HIPAA & BAA · Communications API
Is Twilio HIPAA compliant?
Conditionally. Twilio signs a BAA only for customers on its Security Edition or Enterprise Edition, and PHI may be used only with Twilio's designated HIPAA-eligible products, following the shared-responsibility architecture guidance.
Key facts
- BAA available: Conditionally — on specific plans
- What it takes: Requires Twilio Security Edition or Enterprise Edition to execute the Business Associate Addendum; PHI may only flow through HIPAA-Eligible Products and Services.
- Official source: Twilio — Twilio and HIPAA — https://www.twilio.com/en-us/hipaa (verified 2026-06)
How to use Twilio in a HIPAA-compliant way
- Upgrade your account to Twilio Security Edition or Enterprise Edition.
- Execute Twilio's Business Associate Addendum to the Terms of Service.
- Build workflows using only HIPAA-Eligible Products and Services (e.g., Programmable SMS/MMS, Voice, Video, SIP).
- Follow the 'Architecting for HIPAA on Twilio' guidance for customer-side responsibilities (logging, redaction, access controls).
- Avoid storing PHI in non-eligible products and document your safeguards.
Important caveats
- Only HIPAA-Eligible Products are covered; using non-eligible products/features with PHI is outside the BAA.
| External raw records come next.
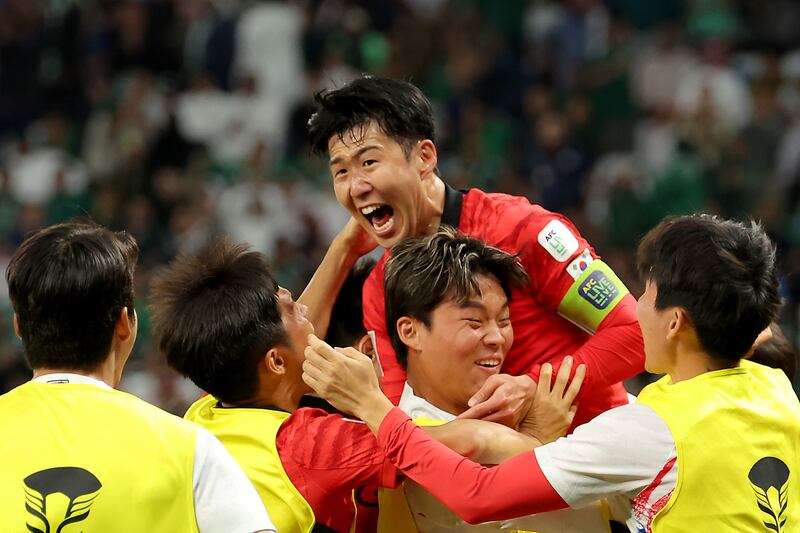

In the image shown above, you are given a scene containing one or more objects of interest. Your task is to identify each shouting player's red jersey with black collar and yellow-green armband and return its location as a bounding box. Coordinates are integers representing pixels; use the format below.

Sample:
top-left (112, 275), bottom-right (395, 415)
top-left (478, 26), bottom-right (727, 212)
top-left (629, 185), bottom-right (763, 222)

top-left (363, 187), bottom-right (644, 427)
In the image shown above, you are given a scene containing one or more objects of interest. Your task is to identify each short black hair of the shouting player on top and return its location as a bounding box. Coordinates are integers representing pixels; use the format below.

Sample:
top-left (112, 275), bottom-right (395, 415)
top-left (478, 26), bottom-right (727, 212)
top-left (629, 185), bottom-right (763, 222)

top-left (308, 76), bottom-right (436, 157)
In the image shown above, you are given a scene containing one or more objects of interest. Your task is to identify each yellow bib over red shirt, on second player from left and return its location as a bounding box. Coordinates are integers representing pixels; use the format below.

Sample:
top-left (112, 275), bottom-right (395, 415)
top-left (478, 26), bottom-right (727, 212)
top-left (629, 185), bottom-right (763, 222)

top-left (184, 396), bottom-right (315, 533)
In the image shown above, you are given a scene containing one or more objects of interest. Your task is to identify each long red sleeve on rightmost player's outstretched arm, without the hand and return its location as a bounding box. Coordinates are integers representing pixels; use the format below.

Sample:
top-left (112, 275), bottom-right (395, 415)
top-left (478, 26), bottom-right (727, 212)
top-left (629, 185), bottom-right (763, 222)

top-left (378, 408), bottom-right (567, 524)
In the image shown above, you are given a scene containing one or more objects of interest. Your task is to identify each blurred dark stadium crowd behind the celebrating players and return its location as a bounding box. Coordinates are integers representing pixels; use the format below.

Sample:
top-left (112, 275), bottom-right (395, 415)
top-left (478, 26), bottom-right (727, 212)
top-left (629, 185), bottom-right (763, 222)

top-left (0, 0), bottom-right (800, 414)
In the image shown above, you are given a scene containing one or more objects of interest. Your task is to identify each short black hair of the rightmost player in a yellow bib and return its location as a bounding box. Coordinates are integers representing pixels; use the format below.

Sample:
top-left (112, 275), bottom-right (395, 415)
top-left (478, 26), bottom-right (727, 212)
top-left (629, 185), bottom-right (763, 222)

top-left (637, 215), bottom-right (781, 363)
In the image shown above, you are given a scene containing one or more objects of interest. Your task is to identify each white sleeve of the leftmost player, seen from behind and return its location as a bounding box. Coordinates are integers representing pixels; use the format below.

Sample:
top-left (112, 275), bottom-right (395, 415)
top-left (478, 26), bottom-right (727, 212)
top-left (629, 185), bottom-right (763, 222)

top-left (193, 428), bottom-right (276, 533)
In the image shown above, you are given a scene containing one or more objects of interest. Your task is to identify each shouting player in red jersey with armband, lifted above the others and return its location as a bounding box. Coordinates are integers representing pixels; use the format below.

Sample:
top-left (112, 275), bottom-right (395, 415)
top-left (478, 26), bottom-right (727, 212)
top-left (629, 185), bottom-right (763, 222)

top-left (301, 77), bottom-right (644, 425)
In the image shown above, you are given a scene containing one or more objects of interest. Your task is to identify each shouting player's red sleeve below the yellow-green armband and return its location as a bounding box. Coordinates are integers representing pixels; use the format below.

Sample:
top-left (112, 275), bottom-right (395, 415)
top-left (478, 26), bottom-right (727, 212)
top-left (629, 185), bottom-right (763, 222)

top-left (529, 294), bottom-right (644, 394)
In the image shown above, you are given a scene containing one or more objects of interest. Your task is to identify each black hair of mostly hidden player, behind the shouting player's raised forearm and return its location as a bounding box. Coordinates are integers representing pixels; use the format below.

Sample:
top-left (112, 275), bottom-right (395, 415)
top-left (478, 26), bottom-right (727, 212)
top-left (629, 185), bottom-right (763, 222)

top-left (325, 257), bottom-right (375, 347)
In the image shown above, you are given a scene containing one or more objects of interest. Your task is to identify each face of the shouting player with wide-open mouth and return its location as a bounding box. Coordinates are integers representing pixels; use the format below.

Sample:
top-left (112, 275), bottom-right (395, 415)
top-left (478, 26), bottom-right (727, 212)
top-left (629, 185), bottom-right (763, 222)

top-left (328, 123), bottom-right (429, 248)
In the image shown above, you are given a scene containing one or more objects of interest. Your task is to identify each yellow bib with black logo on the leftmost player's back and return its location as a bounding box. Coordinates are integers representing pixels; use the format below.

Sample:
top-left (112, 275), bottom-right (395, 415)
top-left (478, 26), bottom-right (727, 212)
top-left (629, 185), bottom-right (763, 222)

top-left (0, 382), bottom-right (198, 533)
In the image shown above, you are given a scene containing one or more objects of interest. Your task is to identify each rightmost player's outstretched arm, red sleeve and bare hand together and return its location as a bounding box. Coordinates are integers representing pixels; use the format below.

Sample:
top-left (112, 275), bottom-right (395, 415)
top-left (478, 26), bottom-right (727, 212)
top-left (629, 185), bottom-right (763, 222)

- A BAA requires the paid Security or Enterprise Edition — standard accounts cannot sign one.
- HIPAA compliance is explicitly a shared responsibility; Twilio's controls do not by themselves make your workflow compliant.
The bottom line
No software is "HIPAA compliant" on its own. HIPAA compliance is a property of your organization, not a tool. Even with a signed BAA, you remain responsible for configuring Twilio correctly, limiting access to PHI, training staff, and maintaining your own safeguards. This page is general information, not legal advice; confirm current terms with Twilio.
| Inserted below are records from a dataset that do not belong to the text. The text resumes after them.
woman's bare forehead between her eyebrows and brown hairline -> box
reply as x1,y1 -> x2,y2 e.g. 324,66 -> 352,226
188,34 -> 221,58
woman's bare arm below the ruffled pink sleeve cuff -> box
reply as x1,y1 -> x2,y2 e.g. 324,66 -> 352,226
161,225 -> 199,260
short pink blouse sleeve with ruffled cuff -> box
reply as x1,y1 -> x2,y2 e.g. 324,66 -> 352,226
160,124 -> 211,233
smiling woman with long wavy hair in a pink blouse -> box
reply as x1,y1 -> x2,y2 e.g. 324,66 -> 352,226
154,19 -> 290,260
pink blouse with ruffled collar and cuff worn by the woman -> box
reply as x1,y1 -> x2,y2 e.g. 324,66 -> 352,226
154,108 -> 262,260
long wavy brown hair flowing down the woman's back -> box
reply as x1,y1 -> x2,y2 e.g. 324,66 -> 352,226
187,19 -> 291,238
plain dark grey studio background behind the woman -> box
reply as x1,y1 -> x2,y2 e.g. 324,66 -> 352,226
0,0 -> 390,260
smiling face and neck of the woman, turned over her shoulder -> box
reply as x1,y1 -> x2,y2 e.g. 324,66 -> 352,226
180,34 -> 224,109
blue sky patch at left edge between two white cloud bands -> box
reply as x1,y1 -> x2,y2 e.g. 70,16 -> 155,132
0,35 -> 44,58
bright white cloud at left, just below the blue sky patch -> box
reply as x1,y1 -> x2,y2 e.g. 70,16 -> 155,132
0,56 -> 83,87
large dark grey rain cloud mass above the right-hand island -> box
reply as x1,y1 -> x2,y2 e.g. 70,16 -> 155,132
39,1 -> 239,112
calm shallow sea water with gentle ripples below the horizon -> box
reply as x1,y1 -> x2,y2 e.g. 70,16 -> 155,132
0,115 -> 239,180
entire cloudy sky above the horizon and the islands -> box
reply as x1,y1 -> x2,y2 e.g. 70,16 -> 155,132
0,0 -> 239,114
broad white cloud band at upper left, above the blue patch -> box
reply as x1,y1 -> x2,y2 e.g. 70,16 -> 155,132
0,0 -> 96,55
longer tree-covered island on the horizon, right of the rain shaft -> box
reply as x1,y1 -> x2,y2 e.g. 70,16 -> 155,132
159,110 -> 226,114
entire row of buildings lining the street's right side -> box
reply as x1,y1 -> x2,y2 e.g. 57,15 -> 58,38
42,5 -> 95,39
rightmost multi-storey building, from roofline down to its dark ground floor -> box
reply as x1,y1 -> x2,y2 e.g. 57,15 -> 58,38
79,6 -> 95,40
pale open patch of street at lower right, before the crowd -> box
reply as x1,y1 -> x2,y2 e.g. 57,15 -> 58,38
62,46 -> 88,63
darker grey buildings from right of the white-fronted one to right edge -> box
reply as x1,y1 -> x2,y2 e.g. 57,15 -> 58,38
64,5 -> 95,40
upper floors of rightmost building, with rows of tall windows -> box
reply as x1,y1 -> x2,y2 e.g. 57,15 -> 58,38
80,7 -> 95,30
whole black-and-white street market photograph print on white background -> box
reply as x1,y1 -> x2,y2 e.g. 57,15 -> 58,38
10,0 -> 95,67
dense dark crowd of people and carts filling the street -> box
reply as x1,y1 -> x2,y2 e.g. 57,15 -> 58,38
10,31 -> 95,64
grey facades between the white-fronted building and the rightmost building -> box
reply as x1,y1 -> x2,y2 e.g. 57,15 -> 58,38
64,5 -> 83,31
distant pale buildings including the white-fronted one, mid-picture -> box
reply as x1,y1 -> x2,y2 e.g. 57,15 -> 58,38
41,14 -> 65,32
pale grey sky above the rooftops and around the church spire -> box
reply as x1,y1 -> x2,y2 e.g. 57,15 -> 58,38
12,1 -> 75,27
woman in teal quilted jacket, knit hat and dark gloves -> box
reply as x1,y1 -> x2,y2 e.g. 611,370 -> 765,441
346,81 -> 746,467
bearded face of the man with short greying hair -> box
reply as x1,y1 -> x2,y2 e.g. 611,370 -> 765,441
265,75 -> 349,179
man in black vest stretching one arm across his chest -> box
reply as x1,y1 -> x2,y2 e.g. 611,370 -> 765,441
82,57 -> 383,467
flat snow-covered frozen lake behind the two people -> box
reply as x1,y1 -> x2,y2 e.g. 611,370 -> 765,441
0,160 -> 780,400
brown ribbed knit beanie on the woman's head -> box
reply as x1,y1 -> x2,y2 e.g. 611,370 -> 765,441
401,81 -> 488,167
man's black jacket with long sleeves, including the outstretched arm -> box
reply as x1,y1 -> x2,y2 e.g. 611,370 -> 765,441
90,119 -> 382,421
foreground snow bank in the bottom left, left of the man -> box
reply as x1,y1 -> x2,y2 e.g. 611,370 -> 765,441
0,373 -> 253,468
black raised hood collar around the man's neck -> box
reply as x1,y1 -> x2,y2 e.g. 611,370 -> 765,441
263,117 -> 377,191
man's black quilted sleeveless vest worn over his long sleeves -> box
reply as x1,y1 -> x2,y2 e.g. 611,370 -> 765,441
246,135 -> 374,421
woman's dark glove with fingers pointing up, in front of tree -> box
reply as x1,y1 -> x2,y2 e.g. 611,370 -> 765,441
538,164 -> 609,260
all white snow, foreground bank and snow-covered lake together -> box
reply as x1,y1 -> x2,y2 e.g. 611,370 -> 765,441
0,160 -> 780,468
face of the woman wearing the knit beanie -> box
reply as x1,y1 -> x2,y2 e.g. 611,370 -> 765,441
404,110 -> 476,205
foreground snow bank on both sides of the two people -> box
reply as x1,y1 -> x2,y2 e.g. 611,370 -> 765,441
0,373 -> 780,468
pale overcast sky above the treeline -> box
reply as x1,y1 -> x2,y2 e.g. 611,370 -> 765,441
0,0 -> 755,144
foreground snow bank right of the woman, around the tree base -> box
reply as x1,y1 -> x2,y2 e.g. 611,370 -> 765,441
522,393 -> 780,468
Frequently asked questions
Does Twilio sign a BAA?
On specific plans. Requires Twilio Security Edition or Enterprise Edition to execute the Business Associate Addendum; PHI may only flow through HIPAA-Eligible Products and Services. A signed BAA is required before any PHI is involved.
Is Twilio HIPAA compliant out of the box?
No software is "HIPAA compliant" by itself. Even when Twilio offers a BAA, you are responsible for signing it, configuring the product correctly, restricting access, and maintaining your own administrative, physical, and technical safeguards.
What should I check before using Twilio with PHI?
Only HIPAA-Eligible Products are covered; using non-eligible products/features with PHI is outside the BAA.